Why must be the additive and multiplicative identities in a field be different?
I was recently reading about fields like $\mathbb {Z}_p$ and I'm wondering what's the reason they can't be the same element.
Is it about the additive identity being the only element with no multiplicative inverse? To be honest it's the only thing that comes to mind but it still doesn't tell me why it should be like that.
Solution 1:
It is possible to define a field with just one element, which has to be the additive and multiplicative identity at the same time. Most definitions exclude this from being a field. If you have at least two elements in your field and try to make the identities the same you fail. Call the common identity $0$ and the other element $a$. But then $$0 \cdot a=a\\(0-0)\cdot a=a\\0\cdot a - 0 \cdot a=a\\a-a=a\\0=a$$
Solution 2:
Let $x$ be any element of your field. Then $1=0$ implies $$ x = 1x = 0x =0. $$ Hence your field has only one element. So, you can allow it, but then your field is necessarily trivial. So, if you want a field with more than one element, you have to have $1 \neq 0$.
Solution 3:
If $\Bbb F$ is any field for which
$\mathbf 1_{\Bbb F} = \mathbf 0_{\Bbb F}, \tag 1$
we have, for any $\theta \in \Bbb F$,
$\theta = \theta \mathbf 1_{\Bbb F} = \theta \mathbf 0_{\Bbb F} = \mathbf 0_{\Bbb F}, \tag 2$
so $\Bbb F$ has only one element, $\mathbf 0_{\Bbb F}$; if we want to avoid the trivial case
$\Bbb F = \{ \mathbf 0_{\Bbb F} \}, \tag 3$
we must assume that
$\mathbf 1_{\Bbb F} \ne \mathbf 0_{\Bbb F}. \tag 4$
Note Added in Edit, Thursday 16 November 2017 9:52 AM PST: In "the spirit" of Ross Millikan's comment, we have:
$\mathbf 0_{\Bbb F} = \mathbf 0_{\Bbb F} + \mathbf 0_{\Bbb F}, \tag 5$
since $\mathbf 0_{\Bbb F}$ is the additive identity.
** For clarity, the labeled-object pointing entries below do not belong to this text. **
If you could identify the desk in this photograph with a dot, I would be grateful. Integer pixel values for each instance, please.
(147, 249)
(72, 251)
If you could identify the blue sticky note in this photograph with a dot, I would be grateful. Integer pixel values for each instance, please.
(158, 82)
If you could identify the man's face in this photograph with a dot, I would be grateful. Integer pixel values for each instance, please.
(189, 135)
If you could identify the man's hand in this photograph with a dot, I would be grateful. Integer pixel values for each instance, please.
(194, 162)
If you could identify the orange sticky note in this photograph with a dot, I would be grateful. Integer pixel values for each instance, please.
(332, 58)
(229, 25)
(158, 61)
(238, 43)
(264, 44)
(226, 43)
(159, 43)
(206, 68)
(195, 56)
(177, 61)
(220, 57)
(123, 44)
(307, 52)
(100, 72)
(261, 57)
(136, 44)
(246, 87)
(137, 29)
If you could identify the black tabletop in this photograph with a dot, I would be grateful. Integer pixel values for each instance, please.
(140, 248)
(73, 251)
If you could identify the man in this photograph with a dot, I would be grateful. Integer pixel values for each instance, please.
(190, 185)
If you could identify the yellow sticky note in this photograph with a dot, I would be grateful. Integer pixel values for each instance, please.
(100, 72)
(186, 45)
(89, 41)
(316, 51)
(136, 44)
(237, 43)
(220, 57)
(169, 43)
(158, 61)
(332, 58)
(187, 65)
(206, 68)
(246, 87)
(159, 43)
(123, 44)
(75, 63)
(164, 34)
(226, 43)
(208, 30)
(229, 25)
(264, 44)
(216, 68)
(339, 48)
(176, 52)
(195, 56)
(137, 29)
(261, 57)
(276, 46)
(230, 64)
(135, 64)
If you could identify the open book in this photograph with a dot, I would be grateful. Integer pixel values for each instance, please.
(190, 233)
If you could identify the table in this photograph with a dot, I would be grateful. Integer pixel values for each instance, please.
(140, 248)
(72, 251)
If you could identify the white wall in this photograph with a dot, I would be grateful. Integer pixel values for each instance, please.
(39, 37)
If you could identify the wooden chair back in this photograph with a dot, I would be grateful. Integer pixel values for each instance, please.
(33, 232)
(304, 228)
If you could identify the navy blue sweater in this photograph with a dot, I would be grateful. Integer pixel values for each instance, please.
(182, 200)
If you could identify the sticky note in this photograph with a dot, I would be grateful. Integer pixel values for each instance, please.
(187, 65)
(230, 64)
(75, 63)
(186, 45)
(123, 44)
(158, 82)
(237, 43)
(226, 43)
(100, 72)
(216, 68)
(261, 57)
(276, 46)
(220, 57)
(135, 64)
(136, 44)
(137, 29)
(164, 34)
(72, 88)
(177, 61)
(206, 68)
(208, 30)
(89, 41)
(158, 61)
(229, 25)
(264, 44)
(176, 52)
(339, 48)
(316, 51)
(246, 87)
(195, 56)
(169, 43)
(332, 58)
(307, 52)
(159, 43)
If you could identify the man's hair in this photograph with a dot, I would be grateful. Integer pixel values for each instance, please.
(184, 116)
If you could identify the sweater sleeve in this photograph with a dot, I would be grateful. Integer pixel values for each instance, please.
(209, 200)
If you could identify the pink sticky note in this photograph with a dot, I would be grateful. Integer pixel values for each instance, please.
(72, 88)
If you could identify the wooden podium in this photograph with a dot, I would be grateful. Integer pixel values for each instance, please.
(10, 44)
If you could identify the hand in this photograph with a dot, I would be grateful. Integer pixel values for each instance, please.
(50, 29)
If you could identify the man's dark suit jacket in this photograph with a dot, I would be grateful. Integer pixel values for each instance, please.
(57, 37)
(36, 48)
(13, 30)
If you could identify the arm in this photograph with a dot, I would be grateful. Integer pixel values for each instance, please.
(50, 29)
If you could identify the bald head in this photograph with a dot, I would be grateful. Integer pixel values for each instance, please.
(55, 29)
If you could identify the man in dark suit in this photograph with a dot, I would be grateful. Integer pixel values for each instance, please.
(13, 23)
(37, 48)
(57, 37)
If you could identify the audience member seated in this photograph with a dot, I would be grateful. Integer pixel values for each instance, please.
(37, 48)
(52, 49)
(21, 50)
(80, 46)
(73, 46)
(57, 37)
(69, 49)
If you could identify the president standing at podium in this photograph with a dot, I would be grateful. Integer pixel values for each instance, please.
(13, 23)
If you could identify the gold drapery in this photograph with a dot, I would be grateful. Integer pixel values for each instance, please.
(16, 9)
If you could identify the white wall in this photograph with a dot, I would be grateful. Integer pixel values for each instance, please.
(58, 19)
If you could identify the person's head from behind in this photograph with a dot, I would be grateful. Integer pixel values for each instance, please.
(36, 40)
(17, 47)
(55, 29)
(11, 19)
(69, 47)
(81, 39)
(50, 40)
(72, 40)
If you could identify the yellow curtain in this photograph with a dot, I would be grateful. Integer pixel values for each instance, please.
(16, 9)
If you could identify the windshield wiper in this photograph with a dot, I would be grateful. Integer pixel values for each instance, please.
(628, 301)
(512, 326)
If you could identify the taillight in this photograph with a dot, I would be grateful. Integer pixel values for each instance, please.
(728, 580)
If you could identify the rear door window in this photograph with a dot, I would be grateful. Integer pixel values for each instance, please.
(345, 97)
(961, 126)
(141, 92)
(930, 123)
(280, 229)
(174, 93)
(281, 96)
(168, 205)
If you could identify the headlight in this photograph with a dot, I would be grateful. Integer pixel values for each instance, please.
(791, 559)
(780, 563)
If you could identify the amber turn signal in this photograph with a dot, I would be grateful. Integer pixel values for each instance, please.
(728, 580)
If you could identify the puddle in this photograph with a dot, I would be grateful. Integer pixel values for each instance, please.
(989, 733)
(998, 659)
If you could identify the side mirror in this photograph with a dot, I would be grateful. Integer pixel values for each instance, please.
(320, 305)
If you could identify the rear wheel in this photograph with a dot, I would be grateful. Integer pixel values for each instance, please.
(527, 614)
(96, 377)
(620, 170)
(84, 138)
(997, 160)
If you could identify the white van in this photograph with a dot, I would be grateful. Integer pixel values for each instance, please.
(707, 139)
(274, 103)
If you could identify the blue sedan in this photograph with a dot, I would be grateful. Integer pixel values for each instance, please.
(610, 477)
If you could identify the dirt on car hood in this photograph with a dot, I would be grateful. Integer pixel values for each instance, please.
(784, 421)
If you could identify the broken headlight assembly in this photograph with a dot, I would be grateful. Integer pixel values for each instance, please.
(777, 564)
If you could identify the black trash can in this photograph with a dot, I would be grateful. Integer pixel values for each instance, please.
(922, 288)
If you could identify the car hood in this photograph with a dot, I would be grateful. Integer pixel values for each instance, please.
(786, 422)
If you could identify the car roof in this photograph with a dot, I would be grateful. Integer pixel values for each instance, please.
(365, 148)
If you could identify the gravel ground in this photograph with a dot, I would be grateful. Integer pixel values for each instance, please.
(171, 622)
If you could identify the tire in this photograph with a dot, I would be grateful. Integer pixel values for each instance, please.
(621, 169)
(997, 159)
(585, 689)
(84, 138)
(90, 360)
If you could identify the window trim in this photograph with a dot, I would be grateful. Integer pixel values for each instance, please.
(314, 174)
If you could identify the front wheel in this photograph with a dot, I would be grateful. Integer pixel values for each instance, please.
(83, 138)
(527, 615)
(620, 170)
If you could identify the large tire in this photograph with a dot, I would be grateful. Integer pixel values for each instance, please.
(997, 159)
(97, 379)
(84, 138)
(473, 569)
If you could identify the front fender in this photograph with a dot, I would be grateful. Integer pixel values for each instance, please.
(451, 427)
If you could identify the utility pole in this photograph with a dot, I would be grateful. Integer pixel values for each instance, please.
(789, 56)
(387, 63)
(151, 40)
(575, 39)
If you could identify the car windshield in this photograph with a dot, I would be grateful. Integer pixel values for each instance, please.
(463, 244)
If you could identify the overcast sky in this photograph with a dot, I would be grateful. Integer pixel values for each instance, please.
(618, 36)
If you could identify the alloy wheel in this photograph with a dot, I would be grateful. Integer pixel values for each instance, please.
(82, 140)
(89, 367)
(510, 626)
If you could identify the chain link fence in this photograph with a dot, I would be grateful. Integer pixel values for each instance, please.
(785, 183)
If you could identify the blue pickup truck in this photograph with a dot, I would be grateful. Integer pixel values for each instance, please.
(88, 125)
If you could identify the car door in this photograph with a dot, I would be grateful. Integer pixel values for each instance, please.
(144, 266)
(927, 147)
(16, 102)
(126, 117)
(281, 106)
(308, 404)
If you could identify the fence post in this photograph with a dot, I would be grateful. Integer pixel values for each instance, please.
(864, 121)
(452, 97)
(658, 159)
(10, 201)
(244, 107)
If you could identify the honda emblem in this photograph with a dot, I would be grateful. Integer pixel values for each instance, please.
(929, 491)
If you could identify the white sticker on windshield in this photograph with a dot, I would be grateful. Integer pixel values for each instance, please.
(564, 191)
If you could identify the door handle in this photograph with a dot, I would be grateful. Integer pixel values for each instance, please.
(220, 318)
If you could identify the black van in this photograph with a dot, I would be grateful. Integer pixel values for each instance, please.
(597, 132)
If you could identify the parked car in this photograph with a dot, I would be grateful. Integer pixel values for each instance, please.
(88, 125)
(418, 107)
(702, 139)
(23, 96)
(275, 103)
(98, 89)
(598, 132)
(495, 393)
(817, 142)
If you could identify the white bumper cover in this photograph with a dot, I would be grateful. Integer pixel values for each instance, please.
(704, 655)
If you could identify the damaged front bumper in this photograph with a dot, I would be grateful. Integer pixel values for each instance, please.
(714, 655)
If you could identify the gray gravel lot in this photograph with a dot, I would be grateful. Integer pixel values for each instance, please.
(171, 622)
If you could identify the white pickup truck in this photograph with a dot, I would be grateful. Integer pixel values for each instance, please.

Then
$\theta \mathbf 0_{\Bbb F} = \theta(\mathbf 0_{\Bbb F} + \mathbf 0_{\Bbb F}) = \theta \mathbf 0_{\Bbb F} + \theta \mathbf 0_{\Bbb F}, \tag 6$
by the distributive law, whence
$\theta \mathbf 0_{\Bbb F} = \mathbf 0_{\Bbb F}. \tag 7$
End of Note.
Solution 4:
A field is the same thing as a commutative simple ring. But the trivial ring is too simple to be simple.